Presidente Juncker discursando no Instituto de Estudos Europeus da Universidade Católica de Louvain-la-Neuve intitulado «A Europa de hoje e de amanhã» ©UE
O Presidente Juncker proferiu ontem um discurso no Instituto de Estudos Europeus da Universidade Católica de Louvain-la-Neuve intitulado «A Europa de hoje e de amanhã». A constatação de que o Presidente da Comissão Europeia, Jean-Claude Juncker, retira da história da integração europeia é que «a Europa não é um dado adquirido.
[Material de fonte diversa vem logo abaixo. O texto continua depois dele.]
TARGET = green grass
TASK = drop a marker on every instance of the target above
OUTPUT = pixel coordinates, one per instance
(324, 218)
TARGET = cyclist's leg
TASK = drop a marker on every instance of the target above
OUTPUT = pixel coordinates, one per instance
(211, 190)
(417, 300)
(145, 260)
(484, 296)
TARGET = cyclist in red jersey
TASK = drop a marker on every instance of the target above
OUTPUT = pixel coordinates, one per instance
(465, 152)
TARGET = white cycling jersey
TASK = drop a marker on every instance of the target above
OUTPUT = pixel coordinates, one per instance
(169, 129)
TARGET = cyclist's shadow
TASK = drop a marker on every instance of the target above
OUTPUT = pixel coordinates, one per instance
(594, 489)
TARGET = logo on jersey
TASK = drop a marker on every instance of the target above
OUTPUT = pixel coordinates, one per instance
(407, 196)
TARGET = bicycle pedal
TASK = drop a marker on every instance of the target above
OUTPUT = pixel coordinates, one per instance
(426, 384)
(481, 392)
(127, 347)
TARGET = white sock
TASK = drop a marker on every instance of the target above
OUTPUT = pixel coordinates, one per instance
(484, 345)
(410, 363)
A Europa foi e a Europa continuará a ser uma opção».

O Presidente da Comissão Europeia referiu o período de paz que se vive na Europa, lembrando todavia os cerca de 60 conflitos armados em todo o mundo e apelou para que sejam recordados outros sucessos da Europa. Juncker referiu como exemplos o alargamento da União Europeia aos países da Europa Central e de Leste, a concretização do mercado interno que pôs fim à «fragmentação artificial entre economias que se assemelhavam mas que não eram as mesmas», e a moeda única, «um velho sonho europeu, cujo rascunho já se encontrava, ainda sem nome, no Tratado de Roma)».

Abordando um dos momentos mais difíceis no processo de integração europeia, o chamado Brexit, o Presidente Juncker disse: «Considero uma tragédia o facto de o povo britânico ter virado as costas – por uma curta maioria, mas ainda assim, na sua maioria – à construção europeia. Em muitos dos nossos países já se considera normal, evidente, que os britânicos daqui em diante deixarão de fazer parte do grande conjunto europeu. É uma tragédia.»

Em relação ao futuro da Europa, o Presidente Juncker afirmou que: «... chegou a hora de juntarmos as nossas forças para as reforçar e para caminharmos lado a lado em direção a um caminho incerto porque falamos hoje mais de defesa do que da luta contra a fome: 1,5 milhões de homens e mulheres e 25 000 crianças que morrem de fome todos os dias.»

O presidente terminou deixando a mensagem de que «não devemos, tendo em conta a História e os desafios que nos esperam, baixar os braços. Precisamos de determinação e paciência para com a própria Europa. Mas precisamos também de determinação e de paciência para fazer da Europa, quase nem ouso dizê-lo, um modelo para o mundo e dar razão aos que esperam que a Europa seja melhor que os outros. Não há grandes trajetos nem ambições sem paciência e sem determinação».